Generate Studio-Quality Music with Ace-Step 1.5 and ComfyUI
Learn how to generate professional AI music using Ace-Step 1.5 in ComfyUI - open-source, runs on consumer GPU, rivals Suno quality.
Table of Contents
- The AI Music Revolution
- What is Ace-Step 1.5?
- The Architecture
- Key Capabilities
- Model Variants
- Why Choose Ace-Step Over Suno or Udio?
- The Real Cost Breakdown
- When to Stick with Commercial Options
- Setting Up Ace-Step in ComfyUI
- Prerequisites
- Step 1: Update ComfyUI
- Step 2: Download the Models
- Step 3: Install Custom Nodes (Optional)

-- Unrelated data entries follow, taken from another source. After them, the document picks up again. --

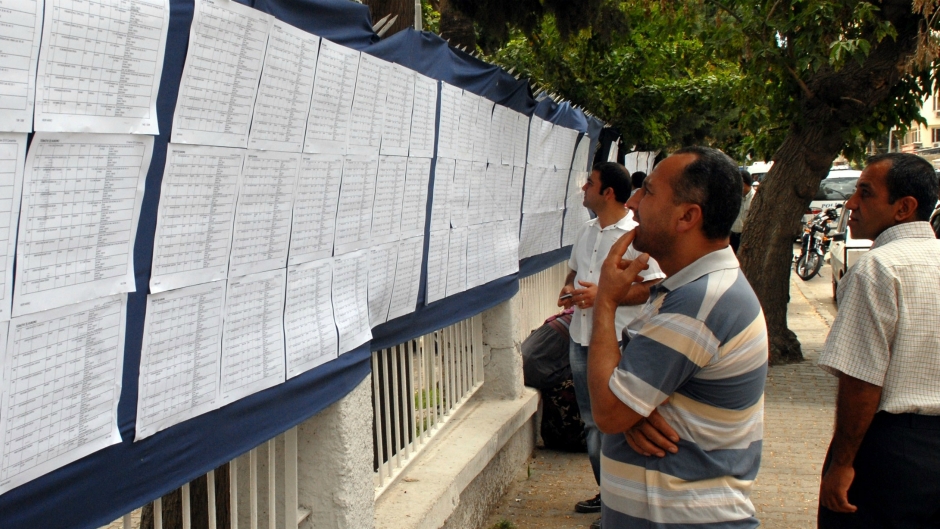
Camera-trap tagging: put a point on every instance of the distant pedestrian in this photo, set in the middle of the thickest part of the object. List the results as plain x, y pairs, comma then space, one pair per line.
605, 193
747, 191
637, 180
883, 465
696, 358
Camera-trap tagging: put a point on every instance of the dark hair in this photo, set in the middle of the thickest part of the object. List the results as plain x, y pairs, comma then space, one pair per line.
910, 176
616, 177
713, 182
637, 179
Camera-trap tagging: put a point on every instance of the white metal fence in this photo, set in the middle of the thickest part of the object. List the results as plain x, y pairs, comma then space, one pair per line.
416, 387
261, 493
540, 295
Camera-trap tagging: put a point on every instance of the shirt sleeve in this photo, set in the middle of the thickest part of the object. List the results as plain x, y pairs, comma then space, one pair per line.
668, 351
651, 273
859, 343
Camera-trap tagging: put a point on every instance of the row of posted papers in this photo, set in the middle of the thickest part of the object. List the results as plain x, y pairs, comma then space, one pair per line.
292, 213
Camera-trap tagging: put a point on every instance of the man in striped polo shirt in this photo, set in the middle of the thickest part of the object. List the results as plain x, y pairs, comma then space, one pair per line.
694, 362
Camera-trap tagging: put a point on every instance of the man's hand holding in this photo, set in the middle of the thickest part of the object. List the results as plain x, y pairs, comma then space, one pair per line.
620, 282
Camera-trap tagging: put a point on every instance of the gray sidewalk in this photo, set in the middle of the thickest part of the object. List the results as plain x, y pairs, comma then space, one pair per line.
799, 412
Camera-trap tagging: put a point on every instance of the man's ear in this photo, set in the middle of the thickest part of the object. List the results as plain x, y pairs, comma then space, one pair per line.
905, 209
691, 218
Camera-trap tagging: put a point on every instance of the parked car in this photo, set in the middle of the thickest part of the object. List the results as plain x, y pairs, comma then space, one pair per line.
844, 250
836, 188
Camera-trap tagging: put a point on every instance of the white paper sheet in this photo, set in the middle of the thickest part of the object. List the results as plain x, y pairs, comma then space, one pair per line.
12, 165
575, 212
481, 129
477, 205
81, 203
280, 114
389, 197
437, 268
476, 255
515, 193
540, 233
396, 130
448, 127
308, 317
315, 203
62, 373
354, 213
253, 334
20, 32
263, 212
367, 116
458, 199
457, 261
414, 206
100, 66
423, 117
351, 299
333, 90
179, 358
407, 277
196, 216
382, 261
443, 181
227, 41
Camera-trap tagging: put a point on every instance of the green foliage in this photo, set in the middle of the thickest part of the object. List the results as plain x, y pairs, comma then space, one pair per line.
735, 74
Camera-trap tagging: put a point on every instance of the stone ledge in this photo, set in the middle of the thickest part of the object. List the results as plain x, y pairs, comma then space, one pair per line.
428, 491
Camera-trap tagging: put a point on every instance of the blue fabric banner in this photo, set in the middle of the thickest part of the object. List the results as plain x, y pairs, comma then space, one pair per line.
101, 487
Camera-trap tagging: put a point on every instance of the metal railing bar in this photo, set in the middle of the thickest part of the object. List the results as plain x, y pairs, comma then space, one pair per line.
272, 484
210, 494
253, 487
290, 479
233, 492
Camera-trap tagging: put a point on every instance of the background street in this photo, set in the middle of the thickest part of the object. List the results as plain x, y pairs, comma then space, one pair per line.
799, 412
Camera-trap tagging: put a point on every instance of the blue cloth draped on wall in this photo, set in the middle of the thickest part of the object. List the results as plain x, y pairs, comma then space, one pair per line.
101, 487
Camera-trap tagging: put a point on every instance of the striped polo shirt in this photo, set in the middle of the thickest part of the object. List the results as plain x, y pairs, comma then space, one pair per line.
699, 355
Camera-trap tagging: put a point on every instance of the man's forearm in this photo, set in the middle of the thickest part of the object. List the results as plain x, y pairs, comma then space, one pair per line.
856, 406
610, 414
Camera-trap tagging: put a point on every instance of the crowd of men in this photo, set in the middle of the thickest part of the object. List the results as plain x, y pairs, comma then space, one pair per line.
669, 349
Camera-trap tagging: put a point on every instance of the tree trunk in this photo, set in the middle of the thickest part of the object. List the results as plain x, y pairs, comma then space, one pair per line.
837, 100
198, 505
457, 27
405, 9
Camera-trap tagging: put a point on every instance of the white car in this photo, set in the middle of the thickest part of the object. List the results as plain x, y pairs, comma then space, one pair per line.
836, 188
844, 250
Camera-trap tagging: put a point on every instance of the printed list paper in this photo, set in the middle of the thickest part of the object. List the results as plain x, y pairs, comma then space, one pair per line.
81, 204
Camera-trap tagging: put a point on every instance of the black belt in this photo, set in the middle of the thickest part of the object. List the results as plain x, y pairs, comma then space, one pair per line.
907, 420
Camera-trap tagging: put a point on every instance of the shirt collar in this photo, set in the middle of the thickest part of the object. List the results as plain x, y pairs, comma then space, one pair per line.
626, 223
723, 259
908, 230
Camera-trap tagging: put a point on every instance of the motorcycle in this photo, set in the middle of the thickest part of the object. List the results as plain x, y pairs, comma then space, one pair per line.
815, 243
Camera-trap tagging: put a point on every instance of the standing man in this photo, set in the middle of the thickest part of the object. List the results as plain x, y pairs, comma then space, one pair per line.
883, 465
605, 193
697, 360
748, 192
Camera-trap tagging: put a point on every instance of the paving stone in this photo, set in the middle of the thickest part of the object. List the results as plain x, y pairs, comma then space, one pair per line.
799, 410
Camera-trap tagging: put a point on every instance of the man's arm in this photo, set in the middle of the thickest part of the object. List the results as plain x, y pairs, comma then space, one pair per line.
617, 283
856, 405
567, 289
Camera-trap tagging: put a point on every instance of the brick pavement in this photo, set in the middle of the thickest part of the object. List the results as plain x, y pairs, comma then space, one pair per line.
799, 412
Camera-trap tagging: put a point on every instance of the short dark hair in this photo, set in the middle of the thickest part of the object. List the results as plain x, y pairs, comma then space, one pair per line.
713, 182
637, 179
616, 177
910, 176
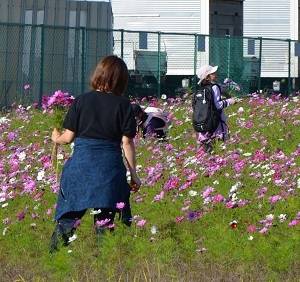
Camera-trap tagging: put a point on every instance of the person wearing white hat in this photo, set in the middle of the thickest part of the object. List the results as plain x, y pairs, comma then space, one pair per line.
208, 77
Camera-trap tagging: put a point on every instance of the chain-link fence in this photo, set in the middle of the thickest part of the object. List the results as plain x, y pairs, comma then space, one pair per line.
60, 58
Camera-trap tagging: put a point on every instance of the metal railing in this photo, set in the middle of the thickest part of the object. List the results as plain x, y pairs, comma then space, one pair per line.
50, 58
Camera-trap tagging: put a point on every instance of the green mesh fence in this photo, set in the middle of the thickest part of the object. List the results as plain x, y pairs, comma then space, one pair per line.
58, 58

- Step 4: Load the Workflow
- Your First Music Generation
- Basic Text-to-Music Workflow
- Key ComfyUI Nodes
- Understanding the Parameters
- Generation Workflow
- Pro Tips for Better Results
- 1. Master the Two-Layer Prompt System
- 2. Rhythmic Lyric Phrasing
- 3. Iterate with Small Changes
- 4. For Instrumental Tracks
- 5. The Genre Sweet Spots
- 6. Use the Turbo Model for Iteration
- Troubleshooting Common Issues
- ”The Vocals Sound Muffled or Skip Words”
- “ComfyUI Nodes Not Appearing”
- “CUDA Out of Memory”
- “Training LoRA Stalls or Freezes”
- “No Audio Output or Corrupted Files”
- Platform-Specific Notes
- Conclusion & Resources
- Quick Start Checklist
- Essential Links
Generate Studio-Quality Music with Ace-Step 1.5 and ComfyUI
The AI music generation landscape has a new heavyweight contender. Meet Ace-Step 1.5—an open-source foundation model that runs locally on consumer hardware while delivering quality that rivals commercial giants like Suno and Udio.

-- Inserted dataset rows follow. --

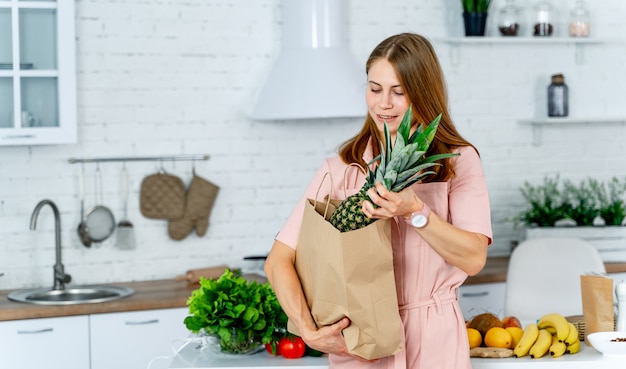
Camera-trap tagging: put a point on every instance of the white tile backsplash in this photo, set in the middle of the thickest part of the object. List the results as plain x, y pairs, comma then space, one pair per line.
179, 77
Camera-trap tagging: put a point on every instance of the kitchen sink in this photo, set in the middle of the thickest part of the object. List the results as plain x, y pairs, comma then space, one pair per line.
71, 295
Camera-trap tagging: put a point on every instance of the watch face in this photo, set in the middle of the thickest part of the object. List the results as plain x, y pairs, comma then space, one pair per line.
419, 220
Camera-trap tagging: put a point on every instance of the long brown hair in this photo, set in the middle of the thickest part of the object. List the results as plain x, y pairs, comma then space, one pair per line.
422, 80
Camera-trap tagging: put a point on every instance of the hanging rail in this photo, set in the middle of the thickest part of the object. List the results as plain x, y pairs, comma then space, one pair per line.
140, 158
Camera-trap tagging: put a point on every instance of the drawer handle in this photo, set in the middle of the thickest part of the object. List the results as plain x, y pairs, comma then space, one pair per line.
475, 294
143, 322
17, 137
36, 331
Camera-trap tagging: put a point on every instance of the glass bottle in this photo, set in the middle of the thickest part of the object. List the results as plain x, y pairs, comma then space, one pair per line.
508, 19
543, 19
558, 96
579, 21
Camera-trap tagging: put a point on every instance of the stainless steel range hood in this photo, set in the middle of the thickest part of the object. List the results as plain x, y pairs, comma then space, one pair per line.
315, 75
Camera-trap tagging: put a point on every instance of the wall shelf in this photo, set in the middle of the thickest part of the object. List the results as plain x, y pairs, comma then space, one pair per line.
578, 42
538, 123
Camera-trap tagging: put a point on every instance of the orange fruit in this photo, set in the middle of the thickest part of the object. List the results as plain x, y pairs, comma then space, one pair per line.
516, 335
498, 337
474, 337
485, 321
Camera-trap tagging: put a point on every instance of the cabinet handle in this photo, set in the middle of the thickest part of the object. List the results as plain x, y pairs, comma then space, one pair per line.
36, 331
143, 322
16, 137
475, 294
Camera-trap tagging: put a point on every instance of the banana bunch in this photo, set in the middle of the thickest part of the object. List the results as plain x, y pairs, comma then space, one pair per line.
551, 334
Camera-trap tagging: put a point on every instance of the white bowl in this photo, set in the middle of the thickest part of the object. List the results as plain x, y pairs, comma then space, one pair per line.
601, 341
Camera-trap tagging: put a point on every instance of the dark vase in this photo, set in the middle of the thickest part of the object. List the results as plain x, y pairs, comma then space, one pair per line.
475, 23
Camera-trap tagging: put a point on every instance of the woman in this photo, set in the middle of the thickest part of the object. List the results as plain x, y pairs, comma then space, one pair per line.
431, 260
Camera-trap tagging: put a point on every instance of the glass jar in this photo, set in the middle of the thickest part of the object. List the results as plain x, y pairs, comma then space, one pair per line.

If you’ve been frustrated by subscription fees, upload limits, or privacy concerns with cloud-based music generators, this is the guide you’ve been waiting for.
The AI Music Revolution
For the past year, Suno and Udio have dominated headlines with their uncanny ability to generate full songs from text prompts. Impressive? Absolutely. But there’s been a catch: you’re renting access to someone else’s compute, on someone else’s terms.

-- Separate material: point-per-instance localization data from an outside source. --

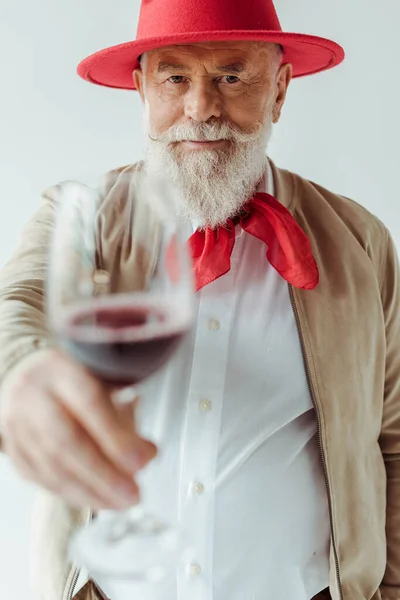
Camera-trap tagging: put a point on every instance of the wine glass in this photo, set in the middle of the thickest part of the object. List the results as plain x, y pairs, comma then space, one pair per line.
120, 301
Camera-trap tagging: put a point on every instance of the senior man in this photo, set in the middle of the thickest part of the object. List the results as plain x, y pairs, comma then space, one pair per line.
286, 400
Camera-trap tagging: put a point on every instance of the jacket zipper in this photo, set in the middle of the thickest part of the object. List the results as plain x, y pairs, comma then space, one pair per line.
321, 450
76, 570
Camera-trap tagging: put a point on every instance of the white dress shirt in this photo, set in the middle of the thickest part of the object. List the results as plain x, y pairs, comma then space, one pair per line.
239, 466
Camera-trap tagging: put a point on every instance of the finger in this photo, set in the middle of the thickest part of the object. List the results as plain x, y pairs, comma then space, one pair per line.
90, 467
92, 406
70, 448
47, 471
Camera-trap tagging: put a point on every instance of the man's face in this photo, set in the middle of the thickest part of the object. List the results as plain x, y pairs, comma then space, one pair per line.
209, 112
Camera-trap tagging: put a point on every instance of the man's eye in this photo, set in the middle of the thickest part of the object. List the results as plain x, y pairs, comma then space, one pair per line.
230, 79
177, 79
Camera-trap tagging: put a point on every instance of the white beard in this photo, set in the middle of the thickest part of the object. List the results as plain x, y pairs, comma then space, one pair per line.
214, 184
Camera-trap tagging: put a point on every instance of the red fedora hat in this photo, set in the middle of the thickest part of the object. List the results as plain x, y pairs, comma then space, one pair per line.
175, 22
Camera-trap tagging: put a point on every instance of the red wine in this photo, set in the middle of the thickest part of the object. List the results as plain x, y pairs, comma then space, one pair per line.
122, 345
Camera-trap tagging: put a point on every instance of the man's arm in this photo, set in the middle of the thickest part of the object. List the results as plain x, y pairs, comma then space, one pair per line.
390, 433
22, 295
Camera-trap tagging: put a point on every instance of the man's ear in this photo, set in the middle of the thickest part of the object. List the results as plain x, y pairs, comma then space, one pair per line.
138, 80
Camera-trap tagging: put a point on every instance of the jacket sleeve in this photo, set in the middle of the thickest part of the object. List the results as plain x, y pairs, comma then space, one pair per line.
22, 290
390, 433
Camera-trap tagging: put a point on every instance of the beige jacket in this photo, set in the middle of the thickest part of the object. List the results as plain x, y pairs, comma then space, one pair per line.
349, 328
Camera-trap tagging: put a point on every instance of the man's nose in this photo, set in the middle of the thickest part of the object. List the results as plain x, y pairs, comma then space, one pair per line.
203, 101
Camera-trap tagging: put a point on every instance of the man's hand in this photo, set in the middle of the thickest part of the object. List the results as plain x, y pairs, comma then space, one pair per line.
62, 431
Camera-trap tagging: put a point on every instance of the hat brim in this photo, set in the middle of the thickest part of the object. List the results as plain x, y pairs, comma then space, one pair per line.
113, 66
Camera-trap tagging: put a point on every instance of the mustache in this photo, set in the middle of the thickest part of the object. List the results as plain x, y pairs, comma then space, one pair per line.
207, 132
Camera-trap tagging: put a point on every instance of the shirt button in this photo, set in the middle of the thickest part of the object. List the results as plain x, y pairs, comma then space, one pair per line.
194, 570
213, 324
205, 405
197, 488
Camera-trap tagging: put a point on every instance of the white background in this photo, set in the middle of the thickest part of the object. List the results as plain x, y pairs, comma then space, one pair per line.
340, 128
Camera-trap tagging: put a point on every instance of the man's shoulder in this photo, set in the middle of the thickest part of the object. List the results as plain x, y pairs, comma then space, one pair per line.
316, 201
110, 178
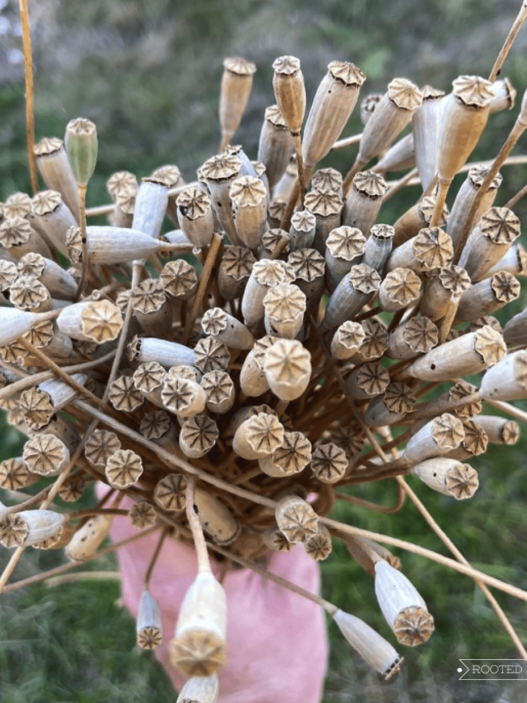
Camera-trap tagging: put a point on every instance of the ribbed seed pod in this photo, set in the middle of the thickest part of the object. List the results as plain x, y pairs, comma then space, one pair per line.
373, 648
429, 250
426, 126
46, 455
448, 476
332, 106
412, 338
347, 340
351, 295
276, 145
148, 626
367, 381
403, 608
199, 646
236, 84
195, 217
489, 241
287, 368
302, 231
55, 169
363, 201
296, 519
290, 458
487, 296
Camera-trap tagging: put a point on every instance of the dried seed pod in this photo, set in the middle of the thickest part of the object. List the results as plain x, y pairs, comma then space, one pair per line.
88, 538
287, 368
450, 284
55, 168
426, 127
211, 355
123, 469
98, 321
469, 354
458, 219
100, 446
487, 296
417, 336
302, 231
296, 519
489, 241
403, 608
448, 476
194, 212
363, 201
148, 627
429, 250
290, 458
46, 455
142, 515
373, 648
499, 430
199, 646
351, 295
198, 436
236, 84
367, 381
276, 144
329, 463
220, 390
258, 436
170, 491
507, 380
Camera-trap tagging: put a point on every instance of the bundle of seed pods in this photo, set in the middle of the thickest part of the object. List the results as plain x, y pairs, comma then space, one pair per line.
228, 353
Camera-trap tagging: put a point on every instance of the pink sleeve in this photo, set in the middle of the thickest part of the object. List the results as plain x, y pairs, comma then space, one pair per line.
277, 643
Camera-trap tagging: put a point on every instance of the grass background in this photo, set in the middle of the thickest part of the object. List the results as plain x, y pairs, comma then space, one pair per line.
147, 72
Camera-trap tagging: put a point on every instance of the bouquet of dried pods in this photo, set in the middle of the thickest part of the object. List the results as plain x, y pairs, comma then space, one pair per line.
231, 371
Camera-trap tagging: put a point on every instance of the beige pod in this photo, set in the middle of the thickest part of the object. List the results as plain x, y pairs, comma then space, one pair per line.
367, 381
374, 649
88, 538
499, 430
449, 284
437, 437
507, 380
55, 168
236, 84
287, 368
403, 608
331, 109
458, 218
194, 213
463, 119
296, 519
410, 339
448, 476
148, 626
487, 296
363, 201
471, 353
275, 146
200, 689
489, 241
426, 125
258, 436
199, 645
216, 519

Ace-Step 1.5 changes the equation. Developed collaboratively by ACE Studio and StepFun, it brings commercial-grade music generation to your local machine. We’re talking:
- Under 10 seconds to generate a full song on an RTX 3090
- Under 4GB VRAM—yes, it runs on modest gaming GPUs
- MIT license—free for personal and commercial use
- 50+ languages supported natively
This isn’t a toy project. It’s a legitimate alternative for developers, musicians, and content creators who want full control over their AI music pipeline.
What is Ace-Step 1.5?
Ace-Step 1.5 is a hybrid architecture that combines the best of language models and diffusion transformers. Think of it as two systems working in concert: a “planner” that understands what you want, and a “synthesizer” that builds the actual audio.
The Architecture
1. Language Model (LM) — The Planner
When you type a prompt like “upbeat synth-pop with female vocals,” the LM transforms that into a comprehensive blueprint. It synthesizes metadata, lyrics, and captions through chain-of-thought reasoning—all without requiring massive prompt engineering on your end.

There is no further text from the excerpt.